This hands-off approach within clearly set parameters may sound cynical but it would be the least bloody option for both Americans and for Iraqis.
At the moment, there is only one element in favor of the US. It derives from the fact that no faction is strong enough to prevail over others without American military help or help from some other foreign power. Nor can any community impose partition on Iraq without support from Washington or other foreign powers.
Each warring faction will be forced to seek political compromise, if Washington refuses military help and interdicts help from any other foreign power. Destroying an Iraqi militia like the Mahdi army is of little use politically. The need is only to prevent a militia from militarily defeating any other.
Americans should no longer kill alongside the government but they should stay for as long as it takes its components to realize that none can successfully dominate the entire government through violent conflict on the streets or capture power over any oil-rich region of the country for its own benefit.
That realization is the only way to bring them to the point where they recognize the futility of fratricidal warfare and the self-destructiveness of allowing Iran, Syria or al Qaeda to meddle in their homeland.
The Kurd, Sunni and Shiite divides are not insurmountable. Local conflict resolution held the peace allowing the communities to intermingle and intermarry for generations.
Traditional methods are failing now because various factions think they can exploit American military power to gain precedence over their rivals. When that possibility is removed, they will be forced to make their peace through workable power sharing. But such arrangements will remain unstable so long as Washington seeks to manipulate them.
This hands-off approach would allow Washington to design a successful exit strategy from Iraq, without leaving it in chaos or creating power vacuums for al Qaeda and Iran to fill.
It would also place the needs of peace and security of the unfortunate Iraqi people above those of a graceful exit for the US from a historical blunder.
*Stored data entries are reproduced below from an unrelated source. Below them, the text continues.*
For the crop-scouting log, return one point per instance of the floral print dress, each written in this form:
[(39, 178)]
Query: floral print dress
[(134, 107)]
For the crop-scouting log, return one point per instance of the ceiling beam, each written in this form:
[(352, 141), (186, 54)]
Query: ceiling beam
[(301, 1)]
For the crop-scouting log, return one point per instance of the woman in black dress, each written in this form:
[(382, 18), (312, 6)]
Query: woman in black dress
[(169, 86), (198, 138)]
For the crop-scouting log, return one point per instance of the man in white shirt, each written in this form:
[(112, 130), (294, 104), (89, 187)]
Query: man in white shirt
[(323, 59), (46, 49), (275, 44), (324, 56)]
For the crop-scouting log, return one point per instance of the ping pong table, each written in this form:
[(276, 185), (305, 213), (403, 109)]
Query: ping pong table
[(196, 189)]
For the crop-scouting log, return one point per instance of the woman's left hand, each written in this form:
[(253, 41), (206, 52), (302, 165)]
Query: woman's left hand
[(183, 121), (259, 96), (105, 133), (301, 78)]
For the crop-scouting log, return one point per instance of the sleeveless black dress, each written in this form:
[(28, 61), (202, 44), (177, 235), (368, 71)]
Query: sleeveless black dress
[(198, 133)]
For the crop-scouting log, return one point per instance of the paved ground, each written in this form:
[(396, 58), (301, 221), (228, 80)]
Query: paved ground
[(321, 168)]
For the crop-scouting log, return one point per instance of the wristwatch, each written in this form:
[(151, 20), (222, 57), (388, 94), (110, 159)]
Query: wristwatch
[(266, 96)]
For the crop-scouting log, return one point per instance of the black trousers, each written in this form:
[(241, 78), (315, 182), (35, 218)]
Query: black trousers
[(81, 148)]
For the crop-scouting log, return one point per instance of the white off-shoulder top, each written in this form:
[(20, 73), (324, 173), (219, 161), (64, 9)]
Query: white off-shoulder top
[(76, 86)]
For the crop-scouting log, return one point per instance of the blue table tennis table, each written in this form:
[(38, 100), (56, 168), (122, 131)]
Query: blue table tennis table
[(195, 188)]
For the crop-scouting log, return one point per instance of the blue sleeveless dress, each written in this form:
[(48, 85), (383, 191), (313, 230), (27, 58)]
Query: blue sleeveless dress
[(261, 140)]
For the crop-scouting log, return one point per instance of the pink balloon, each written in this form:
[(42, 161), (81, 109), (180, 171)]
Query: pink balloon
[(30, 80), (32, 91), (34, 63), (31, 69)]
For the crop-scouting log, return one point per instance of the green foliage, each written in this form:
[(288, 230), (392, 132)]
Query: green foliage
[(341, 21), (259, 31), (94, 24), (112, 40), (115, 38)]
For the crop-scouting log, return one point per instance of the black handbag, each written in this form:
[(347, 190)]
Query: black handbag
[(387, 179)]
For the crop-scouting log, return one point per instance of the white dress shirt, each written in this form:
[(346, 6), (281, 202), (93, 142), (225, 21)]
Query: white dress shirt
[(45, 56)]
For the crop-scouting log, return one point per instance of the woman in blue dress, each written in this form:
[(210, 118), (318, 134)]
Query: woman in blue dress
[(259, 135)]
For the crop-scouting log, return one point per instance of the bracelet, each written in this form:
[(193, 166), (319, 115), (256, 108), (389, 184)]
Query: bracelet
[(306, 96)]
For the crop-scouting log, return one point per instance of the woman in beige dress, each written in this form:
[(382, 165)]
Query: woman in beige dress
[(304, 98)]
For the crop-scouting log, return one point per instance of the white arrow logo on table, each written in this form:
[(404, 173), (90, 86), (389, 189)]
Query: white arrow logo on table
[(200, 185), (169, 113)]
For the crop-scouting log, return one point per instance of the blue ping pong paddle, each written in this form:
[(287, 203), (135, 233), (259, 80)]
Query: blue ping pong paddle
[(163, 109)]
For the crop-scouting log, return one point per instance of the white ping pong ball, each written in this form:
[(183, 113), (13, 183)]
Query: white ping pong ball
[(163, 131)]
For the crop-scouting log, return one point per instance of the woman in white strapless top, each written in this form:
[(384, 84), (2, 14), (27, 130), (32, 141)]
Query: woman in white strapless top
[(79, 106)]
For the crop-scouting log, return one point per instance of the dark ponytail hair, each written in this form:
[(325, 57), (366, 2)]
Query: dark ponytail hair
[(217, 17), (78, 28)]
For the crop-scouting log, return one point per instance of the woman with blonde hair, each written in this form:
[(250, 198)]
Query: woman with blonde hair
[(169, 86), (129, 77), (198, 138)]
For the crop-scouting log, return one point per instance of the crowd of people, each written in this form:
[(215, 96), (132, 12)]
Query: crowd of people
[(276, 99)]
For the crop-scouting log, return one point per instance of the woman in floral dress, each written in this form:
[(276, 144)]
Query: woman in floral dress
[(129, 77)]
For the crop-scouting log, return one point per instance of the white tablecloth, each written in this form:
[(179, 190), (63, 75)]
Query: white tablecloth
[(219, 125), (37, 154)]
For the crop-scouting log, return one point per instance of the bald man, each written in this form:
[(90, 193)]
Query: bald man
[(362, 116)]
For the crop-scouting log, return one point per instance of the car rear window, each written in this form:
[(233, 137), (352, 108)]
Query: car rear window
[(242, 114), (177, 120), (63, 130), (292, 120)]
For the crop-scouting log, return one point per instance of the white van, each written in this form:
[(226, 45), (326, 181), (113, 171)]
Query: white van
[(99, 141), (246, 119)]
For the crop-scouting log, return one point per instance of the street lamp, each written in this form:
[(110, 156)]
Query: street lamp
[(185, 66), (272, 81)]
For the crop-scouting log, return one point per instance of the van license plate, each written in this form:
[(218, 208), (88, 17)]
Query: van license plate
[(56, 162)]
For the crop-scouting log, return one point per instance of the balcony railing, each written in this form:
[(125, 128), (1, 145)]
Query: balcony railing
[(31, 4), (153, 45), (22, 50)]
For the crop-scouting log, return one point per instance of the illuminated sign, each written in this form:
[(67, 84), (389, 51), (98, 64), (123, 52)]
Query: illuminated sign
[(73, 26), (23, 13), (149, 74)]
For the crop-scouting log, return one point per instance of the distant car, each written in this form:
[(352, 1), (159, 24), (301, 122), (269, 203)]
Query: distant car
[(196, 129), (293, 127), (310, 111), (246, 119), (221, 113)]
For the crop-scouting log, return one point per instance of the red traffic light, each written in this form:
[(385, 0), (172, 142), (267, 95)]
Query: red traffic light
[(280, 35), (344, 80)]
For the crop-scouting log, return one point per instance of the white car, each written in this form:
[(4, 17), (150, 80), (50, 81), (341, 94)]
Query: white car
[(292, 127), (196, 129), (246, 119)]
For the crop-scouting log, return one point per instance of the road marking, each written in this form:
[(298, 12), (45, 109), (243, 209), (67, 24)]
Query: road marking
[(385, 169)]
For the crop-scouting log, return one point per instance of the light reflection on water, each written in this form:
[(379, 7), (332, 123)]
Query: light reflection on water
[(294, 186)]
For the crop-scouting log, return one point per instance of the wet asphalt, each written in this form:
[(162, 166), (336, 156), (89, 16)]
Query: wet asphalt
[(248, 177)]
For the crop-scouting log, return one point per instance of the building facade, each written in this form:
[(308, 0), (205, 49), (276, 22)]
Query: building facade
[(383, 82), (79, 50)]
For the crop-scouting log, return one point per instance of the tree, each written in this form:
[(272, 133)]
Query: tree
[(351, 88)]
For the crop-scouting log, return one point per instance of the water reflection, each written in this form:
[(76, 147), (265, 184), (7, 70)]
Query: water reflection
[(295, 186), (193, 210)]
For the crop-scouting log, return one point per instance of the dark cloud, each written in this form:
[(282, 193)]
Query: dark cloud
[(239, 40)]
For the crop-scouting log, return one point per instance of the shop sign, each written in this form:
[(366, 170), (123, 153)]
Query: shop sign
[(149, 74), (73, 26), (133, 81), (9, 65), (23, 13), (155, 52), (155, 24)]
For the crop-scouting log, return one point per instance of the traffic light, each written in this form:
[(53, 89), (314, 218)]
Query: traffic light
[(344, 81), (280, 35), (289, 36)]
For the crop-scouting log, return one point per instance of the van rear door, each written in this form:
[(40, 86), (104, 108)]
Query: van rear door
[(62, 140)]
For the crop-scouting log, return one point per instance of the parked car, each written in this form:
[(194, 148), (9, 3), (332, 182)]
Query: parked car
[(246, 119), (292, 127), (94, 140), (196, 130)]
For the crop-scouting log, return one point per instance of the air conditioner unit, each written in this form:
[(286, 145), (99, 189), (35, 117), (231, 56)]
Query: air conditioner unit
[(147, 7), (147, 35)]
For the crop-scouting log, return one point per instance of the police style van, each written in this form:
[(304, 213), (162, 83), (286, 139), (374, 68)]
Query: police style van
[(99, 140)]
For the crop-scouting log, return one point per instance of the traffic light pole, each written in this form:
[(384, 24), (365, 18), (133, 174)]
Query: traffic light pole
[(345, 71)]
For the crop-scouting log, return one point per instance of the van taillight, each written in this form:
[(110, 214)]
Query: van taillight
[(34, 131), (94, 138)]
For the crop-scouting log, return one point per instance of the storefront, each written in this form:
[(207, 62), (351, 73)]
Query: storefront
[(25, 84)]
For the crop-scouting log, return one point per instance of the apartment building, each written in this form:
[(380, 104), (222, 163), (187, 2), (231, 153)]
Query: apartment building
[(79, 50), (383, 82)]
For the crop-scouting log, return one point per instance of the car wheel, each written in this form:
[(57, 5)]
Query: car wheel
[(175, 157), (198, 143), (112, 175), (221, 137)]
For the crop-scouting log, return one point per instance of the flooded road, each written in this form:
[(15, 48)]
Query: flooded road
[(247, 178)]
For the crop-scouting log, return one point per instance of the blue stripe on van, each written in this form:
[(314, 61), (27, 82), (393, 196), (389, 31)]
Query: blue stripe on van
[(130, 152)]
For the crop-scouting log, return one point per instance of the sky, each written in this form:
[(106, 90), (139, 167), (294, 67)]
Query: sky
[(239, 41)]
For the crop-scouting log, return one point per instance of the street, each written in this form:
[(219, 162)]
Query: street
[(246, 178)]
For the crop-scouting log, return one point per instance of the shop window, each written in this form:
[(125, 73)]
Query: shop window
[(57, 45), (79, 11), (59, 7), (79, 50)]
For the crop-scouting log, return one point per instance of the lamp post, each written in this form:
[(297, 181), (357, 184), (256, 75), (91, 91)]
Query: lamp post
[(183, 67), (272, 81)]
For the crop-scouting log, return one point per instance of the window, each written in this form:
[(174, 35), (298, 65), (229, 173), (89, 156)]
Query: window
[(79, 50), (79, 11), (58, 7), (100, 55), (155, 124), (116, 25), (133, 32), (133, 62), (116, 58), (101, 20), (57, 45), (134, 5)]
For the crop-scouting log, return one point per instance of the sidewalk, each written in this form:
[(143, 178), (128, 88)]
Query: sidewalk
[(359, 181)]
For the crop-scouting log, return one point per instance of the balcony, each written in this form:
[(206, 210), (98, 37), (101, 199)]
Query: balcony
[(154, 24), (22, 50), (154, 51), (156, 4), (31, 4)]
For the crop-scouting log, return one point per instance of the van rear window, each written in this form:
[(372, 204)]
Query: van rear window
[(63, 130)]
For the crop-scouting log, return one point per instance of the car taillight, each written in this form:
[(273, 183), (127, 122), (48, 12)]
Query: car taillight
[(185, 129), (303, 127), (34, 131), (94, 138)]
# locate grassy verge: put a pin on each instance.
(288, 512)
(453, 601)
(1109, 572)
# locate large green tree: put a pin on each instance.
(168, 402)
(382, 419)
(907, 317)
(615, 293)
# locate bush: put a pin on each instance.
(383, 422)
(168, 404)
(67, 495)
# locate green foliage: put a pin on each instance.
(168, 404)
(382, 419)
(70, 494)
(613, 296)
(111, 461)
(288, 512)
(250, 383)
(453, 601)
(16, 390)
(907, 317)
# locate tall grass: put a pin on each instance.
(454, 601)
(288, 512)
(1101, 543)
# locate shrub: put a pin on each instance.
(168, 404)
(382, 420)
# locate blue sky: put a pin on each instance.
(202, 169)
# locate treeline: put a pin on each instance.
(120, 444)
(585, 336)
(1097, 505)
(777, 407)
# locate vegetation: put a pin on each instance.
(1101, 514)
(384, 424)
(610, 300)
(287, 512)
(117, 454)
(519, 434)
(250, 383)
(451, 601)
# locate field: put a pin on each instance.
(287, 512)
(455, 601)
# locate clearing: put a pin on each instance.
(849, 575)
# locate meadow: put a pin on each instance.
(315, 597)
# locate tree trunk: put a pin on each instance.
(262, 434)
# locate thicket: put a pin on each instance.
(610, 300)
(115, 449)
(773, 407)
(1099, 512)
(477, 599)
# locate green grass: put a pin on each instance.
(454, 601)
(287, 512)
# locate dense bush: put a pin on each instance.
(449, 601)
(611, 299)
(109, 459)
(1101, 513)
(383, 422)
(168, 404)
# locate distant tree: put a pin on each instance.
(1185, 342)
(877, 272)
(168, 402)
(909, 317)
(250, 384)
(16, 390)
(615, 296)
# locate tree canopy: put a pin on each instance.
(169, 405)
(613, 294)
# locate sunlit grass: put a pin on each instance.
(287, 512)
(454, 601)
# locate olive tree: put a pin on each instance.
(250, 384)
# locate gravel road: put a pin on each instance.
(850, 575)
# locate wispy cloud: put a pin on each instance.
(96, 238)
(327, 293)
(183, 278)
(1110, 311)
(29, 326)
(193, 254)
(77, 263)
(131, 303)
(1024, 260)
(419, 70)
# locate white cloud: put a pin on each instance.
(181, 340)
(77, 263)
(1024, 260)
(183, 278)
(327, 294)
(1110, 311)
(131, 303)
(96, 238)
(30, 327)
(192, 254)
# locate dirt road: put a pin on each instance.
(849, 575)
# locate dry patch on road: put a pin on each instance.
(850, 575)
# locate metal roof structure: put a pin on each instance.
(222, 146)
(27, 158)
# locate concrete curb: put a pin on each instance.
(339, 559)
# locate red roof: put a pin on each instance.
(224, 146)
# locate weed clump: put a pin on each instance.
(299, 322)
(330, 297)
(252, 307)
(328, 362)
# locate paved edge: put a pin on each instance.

If more Iraqis die before there is peace it would be at the hands of other Iraqis, not Americans. No further young American women and men would die as servants of any Iraqi factions, including those in government, trying to take advantage of the chaos to secure power and wealth.
The probability of Iraq escaping hands hostile to the US would also be increased because one element would be certain for all involved, namely, that there is no way of getting rid of the US invader other than satisfying the above-mentioned conditions.